Transient Analysis of Natural Convection around a Pair of Circular Cylinders inside a Square Enclosure

Heat exchangers are widely used in various transportation, industrial, or domestic applications such as thermal power plants, means of heating, transporting and air conditioning systems, electronic equipment and space vehicles. In all these applications improvements in the efficiency of the heat exchangers can lead to substantial cost, space and material savings. Hence considerable research work has been done in the past to seek effective ways to improve the efficiency of heat exchangers. In this paper the effect of natural convection is justified between exterior solid wall surfaces and the surrounding air inside the enclosure. Designing of electronic devices, heavy industrial equipments such as boilers, turbines etc. and building aerodynamics are some of the real world application associated with this study. The referred investigation includes the phenomenon of natural convection process to analyses the pattern of heat transfer characteristics inside a square enclosure with two circular cylinders placed at different position inside it. Maximum heat exchange zones are identified so that goal of effective heat transfer can be achieved which helps the heat exchangers to work efficiently at every condition. However, in the present work only unsteady state natural convection technique has been considered. The study of unsteady state natural convection in a square enclosure with conjugate boundary condition is done numerically. The analysis is performed on a square enclosure within which are placed two circular cylinders eccentrically.
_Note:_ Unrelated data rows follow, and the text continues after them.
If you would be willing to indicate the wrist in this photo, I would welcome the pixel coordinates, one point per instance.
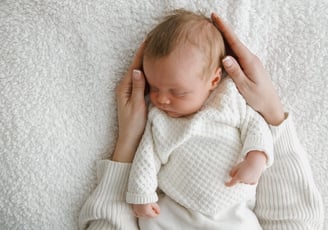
(256, 157)
(274, 117)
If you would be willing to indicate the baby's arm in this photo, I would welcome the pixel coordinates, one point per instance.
(249, 170)
(146, 210)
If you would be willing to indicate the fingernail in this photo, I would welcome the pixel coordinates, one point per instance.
(227, 62)
(136, 74)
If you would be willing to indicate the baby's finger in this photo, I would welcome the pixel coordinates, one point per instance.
(232, 182)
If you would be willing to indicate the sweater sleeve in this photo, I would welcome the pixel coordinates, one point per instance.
(142, 183)
(287, 197)
(106, 207)
(256, 135)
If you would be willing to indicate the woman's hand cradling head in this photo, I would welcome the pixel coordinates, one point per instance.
(250, 77)
(132, 110)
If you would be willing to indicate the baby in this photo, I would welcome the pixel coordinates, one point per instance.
(199, 132)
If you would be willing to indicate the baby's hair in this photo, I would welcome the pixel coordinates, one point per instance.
(182, 26)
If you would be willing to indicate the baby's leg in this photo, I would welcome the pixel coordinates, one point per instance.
(174, 216)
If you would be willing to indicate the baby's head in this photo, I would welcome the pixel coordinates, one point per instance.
(182, 62)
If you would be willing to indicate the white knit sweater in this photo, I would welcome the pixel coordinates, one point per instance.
(287, 198)
(190, 158)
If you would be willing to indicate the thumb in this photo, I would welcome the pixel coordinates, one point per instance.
(233, 69)
(138, 85)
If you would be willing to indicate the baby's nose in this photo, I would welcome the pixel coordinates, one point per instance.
(163, 99)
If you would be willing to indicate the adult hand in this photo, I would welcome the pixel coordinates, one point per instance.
(250, 76)
(132, 110)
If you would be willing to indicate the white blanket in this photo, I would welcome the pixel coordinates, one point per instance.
(61, 60)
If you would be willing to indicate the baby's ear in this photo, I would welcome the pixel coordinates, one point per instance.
(217, 78)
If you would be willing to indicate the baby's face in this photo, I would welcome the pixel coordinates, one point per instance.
(177, 84)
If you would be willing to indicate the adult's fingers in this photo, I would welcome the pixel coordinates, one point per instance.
(238, 48)
(137, 61)
(234, 70)
(138, 86)
(136, 64)
(232, 182)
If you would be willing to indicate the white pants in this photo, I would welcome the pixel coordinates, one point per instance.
(174, 216)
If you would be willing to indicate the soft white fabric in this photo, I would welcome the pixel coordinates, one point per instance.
(282, 202)
(60, 62)
(176, 217)
(190, 158)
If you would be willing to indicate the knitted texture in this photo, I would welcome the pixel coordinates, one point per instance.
(190, 158)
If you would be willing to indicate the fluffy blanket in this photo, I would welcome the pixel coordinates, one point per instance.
(61, 60)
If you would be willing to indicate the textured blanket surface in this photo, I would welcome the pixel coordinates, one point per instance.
(61, 60)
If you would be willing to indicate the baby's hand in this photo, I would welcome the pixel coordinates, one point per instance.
(146, 210)
(249, 170)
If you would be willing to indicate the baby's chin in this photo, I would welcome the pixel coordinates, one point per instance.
(174, 114)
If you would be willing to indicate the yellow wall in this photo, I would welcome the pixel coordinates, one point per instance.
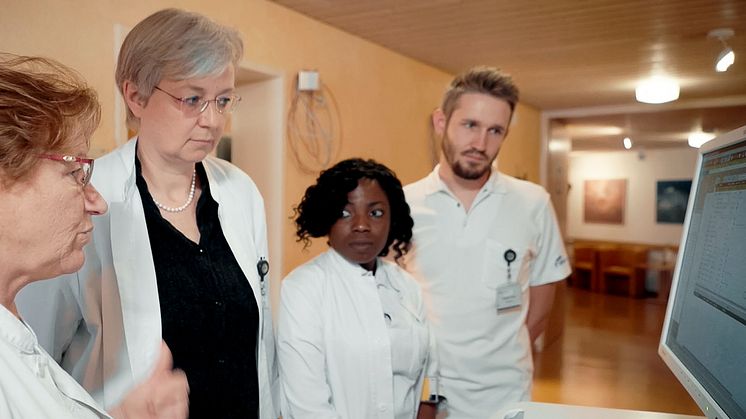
(384, 98)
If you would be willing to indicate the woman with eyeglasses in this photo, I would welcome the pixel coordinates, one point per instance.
(47, 115)
(176, 257)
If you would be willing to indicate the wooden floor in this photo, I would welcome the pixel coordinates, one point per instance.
(607, 357)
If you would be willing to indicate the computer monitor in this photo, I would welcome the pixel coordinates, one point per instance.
(704, 333)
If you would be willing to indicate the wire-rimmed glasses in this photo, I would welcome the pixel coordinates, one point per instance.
(83, 176)
(195, 105)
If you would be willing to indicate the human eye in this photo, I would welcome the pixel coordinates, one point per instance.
(223, 101)
(192, 101)
(377, 213)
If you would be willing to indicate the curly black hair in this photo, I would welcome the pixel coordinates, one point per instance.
(322, 204)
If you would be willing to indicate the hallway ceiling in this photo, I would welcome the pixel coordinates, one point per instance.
(577, 60)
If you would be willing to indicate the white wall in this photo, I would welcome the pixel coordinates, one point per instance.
(642, 174)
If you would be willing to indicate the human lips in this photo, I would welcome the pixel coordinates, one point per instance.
(474, 155)
(361, 245)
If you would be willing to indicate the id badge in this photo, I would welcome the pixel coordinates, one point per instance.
(508, 296)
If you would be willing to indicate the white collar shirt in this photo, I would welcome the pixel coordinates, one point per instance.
(458, 257)
(32, 385)
(351, 344)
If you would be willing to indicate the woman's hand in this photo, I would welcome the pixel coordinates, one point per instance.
(165, 395)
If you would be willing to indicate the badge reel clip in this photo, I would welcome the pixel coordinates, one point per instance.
(262, 267)
(509, 294)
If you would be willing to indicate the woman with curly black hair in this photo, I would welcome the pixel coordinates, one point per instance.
(353, 341)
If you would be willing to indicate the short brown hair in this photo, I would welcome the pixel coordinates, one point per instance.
(174, 44)
(44, 105)
(486, 80)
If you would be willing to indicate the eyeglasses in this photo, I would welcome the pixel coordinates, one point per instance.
(82, 175)
(195, 105)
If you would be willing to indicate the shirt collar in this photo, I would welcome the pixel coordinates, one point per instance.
(15, 331)
(434, 183)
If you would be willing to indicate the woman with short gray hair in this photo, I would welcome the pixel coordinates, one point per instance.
(177, 256)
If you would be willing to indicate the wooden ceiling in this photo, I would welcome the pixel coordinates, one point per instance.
(572, 59)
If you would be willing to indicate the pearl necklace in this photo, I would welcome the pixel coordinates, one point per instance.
(189, 199)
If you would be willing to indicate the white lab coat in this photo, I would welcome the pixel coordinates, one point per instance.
(32, 385)
(338, 357)
(103, 324)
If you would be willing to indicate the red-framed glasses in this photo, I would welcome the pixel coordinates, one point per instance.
(83, 175)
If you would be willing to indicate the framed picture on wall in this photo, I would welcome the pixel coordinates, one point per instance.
(671, 197)
(223, 150)
(604, 201)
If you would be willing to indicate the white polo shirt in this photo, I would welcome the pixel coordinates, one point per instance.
(352, 344)
(459, 259)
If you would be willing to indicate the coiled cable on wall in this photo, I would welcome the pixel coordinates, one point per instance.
(314, 128)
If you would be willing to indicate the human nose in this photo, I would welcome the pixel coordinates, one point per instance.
(94, 202)
(360, 224)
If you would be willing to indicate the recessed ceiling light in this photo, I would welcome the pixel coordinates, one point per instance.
(727, 57)
(696, 139)
(657, 89)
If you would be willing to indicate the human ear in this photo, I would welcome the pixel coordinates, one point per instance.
(439, 122)
(133, 98)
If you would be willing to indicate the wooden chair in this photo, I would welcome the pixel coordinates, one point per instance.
(622, 265)
(585, 265)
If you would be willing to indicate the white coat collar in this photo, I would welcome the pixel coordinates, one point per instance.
(16, 332)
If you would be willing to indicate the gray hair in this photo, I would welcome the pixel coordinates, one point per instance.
(178, 45)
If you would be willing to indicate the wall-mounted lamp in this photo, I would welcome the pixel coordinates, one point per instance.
(657, 89)
(727, 57)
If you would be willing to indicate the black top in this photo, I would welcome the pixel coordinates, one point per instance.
(209, 316)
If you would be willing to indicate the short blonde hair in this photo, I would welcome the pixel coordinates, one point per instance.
(44, 106)
(486, 80)
(174, 44)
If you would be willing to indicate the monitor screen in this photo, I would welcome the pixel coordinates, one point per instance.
(704, 334)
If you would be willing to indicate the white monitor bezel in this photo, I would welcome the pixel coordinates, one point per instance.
(703, 399)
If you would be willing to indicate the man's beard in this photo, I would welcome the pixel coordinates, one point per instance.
(463, 170)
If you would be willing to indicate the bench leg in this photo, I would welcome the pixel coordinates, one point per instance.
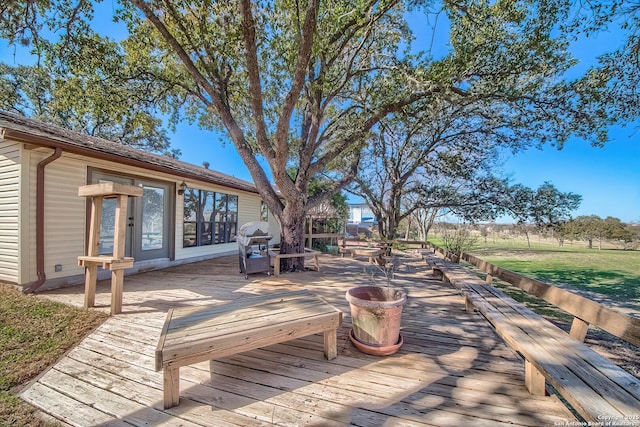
(468, 305)
(534, 380)
(331, 344)
(171, 387)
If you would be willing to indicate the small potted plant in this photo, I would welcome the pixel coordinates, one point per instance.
(376, 312)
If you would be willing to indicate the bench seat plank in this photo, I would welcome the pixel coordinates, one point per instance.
(591, 383)
(562, 362)
(555, 339)
(196, 334)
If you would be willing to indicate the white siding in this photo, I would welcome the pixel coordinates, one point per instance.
(9, 211)
(66, 216)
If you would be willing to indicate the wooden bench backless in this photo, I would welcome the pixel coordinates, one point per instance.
(595, 387)
(308, 253)
(200, 333)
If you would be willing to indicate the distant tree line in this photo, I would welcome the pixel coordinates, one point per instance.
(591, 229)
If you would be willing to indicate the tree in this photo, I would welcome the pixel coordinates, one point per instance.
(303, 83)
(592, 227)
(546, 207)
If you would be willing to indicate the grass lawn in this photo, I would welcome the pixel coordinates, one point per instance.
(34, 333)
(613, 274)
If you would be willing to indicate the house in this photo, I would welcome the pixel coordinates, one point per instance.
(186, 214)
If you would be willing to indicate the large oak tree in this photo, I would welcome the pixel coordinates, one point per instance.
(302, 84)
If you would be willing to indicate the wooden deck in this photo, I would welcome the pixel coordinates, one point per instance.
(452, 370)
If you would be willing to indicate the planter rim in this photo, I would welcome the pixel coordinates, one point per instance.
(379, 290)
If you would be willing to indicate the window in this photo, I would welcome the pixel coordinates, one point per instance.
(209, 218)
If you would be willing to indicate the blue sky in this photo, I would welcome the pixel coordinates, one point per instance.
(608, 178)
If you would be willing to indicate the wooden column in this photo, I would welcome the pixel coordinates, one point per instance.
(91, 270)
(116, 262)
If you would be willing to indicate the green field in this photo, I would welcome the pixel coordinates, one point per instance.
(602, 274)
(34, 333)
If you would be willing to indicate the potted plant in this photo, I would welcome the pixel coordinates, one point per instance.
(376, 312)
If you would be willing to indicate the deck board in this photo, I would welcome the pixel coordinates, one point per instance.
(452, 370)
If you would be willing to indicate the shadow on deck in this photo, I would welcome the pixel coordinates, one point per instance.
(452, 369)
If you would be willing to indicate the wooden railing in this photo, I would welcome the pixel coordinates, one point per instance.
(585, 311)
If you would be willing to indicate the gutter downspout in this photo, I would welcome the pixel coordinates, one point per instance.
(40, 221)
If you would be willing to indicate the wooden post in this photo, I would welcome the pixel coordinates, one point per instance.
(116, 262)
(91, 271)
(171, 387)
(119, 239)
(534, 380)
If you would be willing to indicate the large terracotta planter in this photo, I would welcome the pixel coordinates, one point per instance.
(375, 314)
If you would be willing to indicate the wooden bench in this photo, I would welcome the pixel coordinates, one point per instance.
(596, 388)
(308, 253)
(200, 333)
(371, 253)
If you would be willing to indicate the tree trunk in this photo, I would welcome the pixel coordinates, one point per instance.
(292, 236)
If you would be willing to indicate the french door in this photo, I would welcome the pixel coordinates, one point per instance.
(149, 218)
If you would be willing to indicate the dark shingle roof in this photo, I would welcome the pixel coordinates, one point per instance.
(31, 130)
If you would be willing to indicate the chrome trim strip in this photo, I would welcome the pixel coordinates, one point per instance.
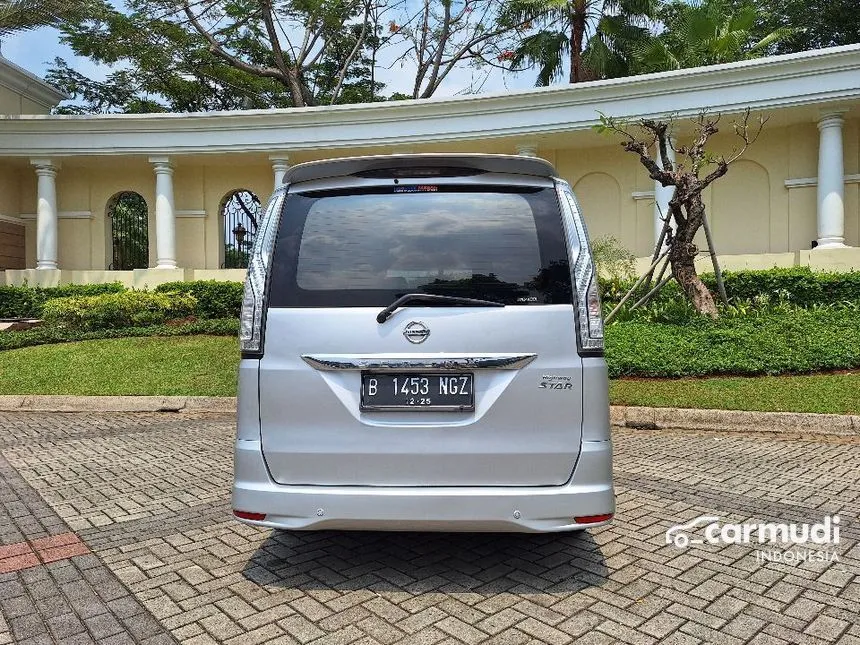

The enclosure walls are maintained at low temperature to that of cylinders such that a temperature difference is maintained between both the bodies. The cylinders are tilted at different angles inside the enclosure. A transient state 2-D numerical investigation is conveyed for air as an enclosed fluid. The Rayleigh number is varied in the range of 10³ to 10⁶ and the results are summarized in a relative manner. The value of Prandtl number is kept constant i.e. 0.71 corresponding to that of the air. The effect of orientation of the two cylinders and the outcome of the variation of Rayleigh number is calculated with the help of corresponding streamlines, and temperature distribution.